The Deity of Christ

The claim that Jesus was the promised Messiah and the eternal Son of God infuriated the Jewish leaders at the time (Jn. 5:18), and caused them to accuse Jesus of blasphemy (Jn. 10:33). Now Paul, the completed Jew, carefully stresses the Deity of Christ in Phil. 2:6,7, “Who, though He was in the form (morphe) of God, did not count equality with God a thing to be grasped, but made Himself nothing, taking the form of a servant, being born in the likeness of men.”

The key word is “morphe,” which is usually translated as nature or form. It stresses the inner essence or reality of that with which it is associated. Jesus “did not consider equality with God something to be grasped” (vs. 6). In other words, Jesus did not have to strive to be God or even be like Him, because He was and is God. He voluntarily surrendered His independent use of His own divine attributes. When the devil tempted Jesus to turn the rocks into bread to save Himself from starvation, He simply responded, “Man does not live on bread alone, but on every word that comes from the mouth of God” (Matt. 4:4). The devil wanted Jesus to use His own divine attributes independently of the Father to save Himself. He could have called ten thousand angels to save Himself on the cross, but He did not, because He came to do His Father’s will.

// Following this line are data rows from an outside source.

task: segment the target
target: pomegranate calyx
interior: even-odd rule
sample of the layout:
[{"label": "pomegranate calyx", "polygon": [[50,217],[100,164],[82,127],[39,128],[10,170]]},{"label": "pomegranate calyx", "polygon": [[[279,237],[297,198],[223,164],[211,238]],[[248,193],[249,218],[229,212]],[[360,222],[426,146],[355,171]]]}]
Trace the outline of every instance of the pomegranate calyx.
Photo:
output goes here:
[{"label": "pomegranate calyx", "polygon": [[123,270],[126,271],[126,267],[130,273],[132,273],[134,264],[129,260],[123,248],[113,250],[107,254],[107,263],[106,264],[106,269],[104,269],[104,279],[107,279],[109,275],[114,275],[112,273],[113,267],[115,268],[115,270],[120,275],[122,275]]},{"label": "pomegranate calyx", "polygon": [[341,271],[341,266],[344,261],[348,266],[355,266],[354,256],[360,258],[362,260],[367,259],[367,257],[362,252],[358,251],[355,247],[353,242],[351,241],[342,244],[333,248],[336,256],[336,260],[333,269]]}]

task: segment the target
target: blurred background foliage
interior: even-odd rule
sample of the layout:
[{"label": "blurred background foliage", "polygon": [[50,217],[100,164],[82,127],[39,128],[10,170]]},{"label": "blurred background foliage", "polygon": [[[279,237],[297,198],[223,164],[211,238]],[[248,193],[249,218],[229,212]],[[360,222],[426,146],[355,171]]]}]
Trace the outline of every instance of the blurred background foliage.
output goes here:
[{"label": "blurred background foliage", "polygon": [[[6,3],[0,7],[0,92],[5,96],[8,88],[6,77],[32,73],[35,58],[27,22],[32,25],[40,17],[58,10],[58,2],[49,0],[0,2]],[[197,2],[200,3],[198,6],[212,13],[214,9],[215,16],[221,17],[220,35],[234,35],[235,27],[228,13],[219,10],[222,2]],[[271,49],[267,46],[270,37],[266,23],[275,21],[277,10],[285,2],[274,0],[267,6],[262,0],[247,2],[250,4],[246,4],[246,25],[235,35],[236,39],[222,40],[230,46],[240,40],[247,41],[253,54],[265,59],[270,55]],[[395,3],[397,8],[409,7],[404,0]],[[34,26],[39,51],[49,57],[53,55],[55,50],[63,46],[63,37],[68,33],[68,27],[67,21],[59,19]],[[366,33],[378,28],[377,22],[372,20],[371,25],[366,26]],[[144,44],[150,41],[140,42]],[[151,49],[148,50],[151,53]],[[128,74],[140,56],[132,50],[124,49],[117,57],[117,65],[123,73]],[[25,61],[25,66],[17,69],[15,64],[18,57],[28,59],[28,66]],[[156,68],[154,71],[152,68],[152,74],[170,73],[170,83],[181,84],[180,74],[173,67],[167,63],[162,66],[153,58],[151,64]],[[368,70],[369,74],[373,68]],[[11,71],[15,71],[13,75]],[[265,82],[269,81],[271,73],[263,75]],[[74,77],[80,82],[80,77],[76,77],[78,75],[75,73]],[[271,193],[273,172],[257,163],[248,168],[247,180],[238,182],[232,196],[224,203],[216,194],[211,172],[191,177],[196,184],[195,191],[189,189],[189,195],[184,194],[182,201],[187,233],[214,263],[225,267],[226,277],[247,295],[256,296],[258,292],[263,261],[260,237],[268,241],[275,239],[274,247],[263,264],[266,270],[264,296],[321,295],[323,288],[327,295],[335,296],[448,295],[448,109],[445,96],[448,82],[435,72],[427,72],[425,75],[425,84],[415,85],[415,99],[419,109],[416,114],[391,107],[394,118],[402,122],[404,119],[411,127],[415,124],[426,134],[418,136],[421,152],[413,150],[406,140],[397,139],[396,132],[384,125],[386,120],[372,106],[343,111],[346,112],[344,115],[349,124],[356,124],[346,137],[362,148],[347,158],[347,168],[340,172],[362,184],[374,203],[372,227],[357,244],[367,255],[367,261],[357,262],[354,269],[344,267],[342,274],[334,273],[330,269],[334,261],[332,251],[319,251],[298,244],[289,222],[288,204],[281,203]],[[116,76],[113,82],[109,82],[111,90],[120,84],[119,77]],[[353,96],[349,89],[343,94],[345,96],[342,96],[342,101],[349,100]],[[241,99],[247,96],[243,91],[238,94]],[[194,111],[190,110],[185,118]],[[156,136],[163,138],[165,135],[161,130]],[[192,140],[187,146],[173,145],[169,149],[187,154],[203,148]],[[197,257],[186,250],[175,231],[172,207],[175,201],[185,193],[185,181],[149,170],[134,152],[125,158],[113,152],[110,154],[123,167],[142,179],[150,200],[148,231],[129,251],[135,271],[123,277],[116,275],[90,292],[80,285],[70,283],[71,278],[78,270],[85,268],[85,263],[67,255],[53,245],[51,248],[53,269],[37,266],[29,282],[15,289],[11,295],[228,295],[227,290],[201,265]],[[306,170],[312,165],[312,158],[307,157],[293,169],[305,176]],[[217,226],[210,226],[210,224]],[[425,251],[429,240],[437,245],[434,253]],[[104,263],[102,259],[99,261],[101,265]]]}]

Jesus “made himself nothing, taking the very nature [morphe] of a servant, being made in human likeness” (vs. 7). “Made himself nothing,” literally means, “He emptied Himself.” He divested Himself of His self-interest, but not of His Deity. Jesus humbled Himself and took on the very nature of man. He was truly God and also truly man. “Likeness” implies similar but different. He differed from the rest of humanity in that He was sinless. His self-renunciation was necessary to assume an authentic human experience that included geographical location, human development in mind and body, and the need for food and sleep. He had to totally depend on the Heavenly Father.

The phrase, “Being found in appearance as a man” (vs. 8), refers to a temporary and outer appearance in contrast to “morphe,” which signifies a permanent inner quality. The condescension of Jesus included not only His birth, but also His death, which was the worst possible “death-even death on a cross.” Martin Luther said, “The mystery of the humanity of Christ, that he sunk Himself into our flesh, is beyond all human understanding.” He left His exalted position to be like us in order to die for us.

St. Irenaeus, an early church father wrote, “The Word of God, Jesus Christ, on account of His great love for mankind, became what we are in order to make us what He is Himself.” His life was the epitome of humble submission leading to death and exaltation. “Therefore God exalted him to the highest place and gave him a name that is above every name, that at the name of Jesus every knee should bow, in heaven and on earth and under the earth, and every tongue confess that Jesus Christ is Lord, to the glory of God” (Phil. 2: 9-11).